Réseau de fractures conjuguées dont le glissement rapide est à l'origine des ondes ultrasoniques enregistrées en laboratoire. Ces fractures, dont l'épaisseur est parfois surlignée en gris clair sur la micrographie électronique, sont remplies de la phase de haute pression de l'olivine de germanium. L'enstatite de germanium (MgGeO3), phase blanche et globuleuse, inerte dans le système, sert de marqueur du glissement. La barre d'échelle, située en bas à gauche de l'image, correspond à 10 microns, c'est-à-dire dix millionièmes de mètre. © A. Schubnel et al., CNRS, 2013

De l'olivine qui se transforme à haute pression

L'une des théories proposées, il y a plus de 50 ans, pour décrire la génération des ondes sismiques dans les roches associées aux plaques subductées à ces grandes profondeurs, supposait une transition de phase dans un minéral connu sous le nom d'olivine. Lorsque les températures et les pressions sont suffisantes, la structure cristalline de l'olivine devait changer pour devenir celles d'autres minéraux mais de même composition chimique. Toutefois, un débat existait au sein de la communauté des géophysiciens, quant à savoir si cette transition de phase se produisait vraiment.
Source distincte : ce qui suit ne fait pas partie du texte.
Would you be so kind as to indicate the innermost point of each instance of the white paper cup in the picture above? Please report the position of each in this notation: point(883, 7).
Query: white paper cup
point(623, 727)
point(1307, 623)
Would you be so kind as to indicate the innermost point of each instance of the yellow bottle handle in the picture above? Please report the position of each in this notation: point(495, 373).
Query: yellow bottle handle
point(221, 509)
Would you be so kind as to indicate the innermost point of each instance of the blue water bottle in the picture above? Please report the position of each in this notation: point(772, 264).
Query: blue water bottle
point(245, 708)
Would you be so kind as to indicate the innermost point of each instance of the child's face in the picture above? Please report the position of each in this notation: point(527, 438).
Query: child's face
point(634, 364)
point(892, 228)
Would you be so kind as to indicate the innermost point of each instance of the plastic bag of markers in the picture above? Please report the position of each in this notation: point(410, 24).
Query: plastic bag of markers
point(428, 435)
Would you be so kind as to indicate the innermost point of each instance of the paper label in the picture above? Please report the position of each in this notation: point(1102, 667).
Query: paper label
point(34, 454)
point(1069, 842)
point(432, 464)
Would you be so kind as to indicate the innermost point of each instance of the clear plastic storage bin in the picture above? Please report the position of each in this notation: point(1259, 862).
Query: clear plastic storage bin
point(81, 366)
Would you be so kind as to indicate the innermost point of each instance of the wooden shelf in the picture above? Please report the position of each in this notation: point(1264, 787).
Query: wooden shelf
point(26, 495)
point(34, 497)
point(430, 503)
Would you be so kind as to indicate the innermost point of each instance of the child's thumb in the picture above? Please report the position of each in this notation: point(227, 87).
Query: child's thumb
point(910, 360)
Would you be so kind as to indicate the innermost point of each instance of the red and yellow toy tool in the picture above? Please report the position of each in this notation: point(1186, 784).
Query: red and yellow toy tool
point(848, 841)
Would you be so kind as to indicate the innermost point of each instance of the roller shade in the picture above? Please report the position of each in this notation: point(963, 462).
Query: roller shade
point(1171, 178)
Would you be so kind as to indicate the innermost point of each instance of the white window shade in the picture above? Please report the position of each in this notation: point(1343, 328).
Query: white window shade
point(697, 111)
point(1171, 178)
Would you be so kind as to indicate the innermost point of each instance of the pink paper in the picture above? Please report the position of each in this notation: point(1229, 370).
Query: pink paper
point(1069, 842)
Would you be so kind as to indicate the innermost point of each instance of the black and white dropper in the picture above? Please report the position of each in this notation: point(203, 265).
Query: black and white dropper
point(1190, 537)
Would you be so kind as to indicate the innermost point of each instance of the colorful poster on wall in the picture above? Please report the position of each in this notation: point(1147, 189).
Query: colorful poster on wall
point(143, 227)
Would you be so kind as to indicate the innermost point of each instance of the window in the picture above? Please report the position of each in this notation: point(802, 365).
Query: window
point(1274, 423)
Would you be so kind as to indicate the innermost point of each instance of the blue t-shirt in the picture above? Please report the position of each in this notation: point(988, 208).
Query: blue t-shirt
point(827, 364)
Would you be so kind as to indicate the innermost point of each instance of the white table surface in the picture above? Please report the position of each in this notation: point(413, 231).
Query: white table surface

Le débat vient d'être relancé, suite à la publication dans Science d'un article sur des expériences portant sur le comportement d'une roche synthétique constituée d'un agrégat compact de cristaux d'olivine de germanium (Mg2GeO4), un analogue structural de l'olivine naturelle. Il s'agissait de reproduire les conditions régnant dans le manteau à l'aide d'une presse adéquate, et de mesurer ce qui se passait dans l'échantillon au moyen d'un faisceau de rayons X issu du synchrotron de l'APS (Advanced Photon Source, Argonne, États-Unis).

L'équipe de chercheurs français du CNRS et leurs collègues états-uniens ont effectivement découvert que les cristaux d'olivine soumis à des pressions de 2 à 5 gigapascals (20.000 à 50.000 bars) et des températures avoisinant les 900 à 1.000 °C changeaient de phase tout en se fracturant. Le processus s'accompagnait d'une émission intense d'ondes ultrasoniques partageant bien des caractéristiques de celles enregistrées à l'occasion des séismes profonds. Ils ont découvert en particulier que l'émission d'ondes par une fracture ne se produisait qu'une seule fois. Cela concorde avec la quasi-absence de répliques constatée avec ces séismes. Il est donc probable que les scientifiques soient sur la voie de la résolution de l'énigme des séismes profonds.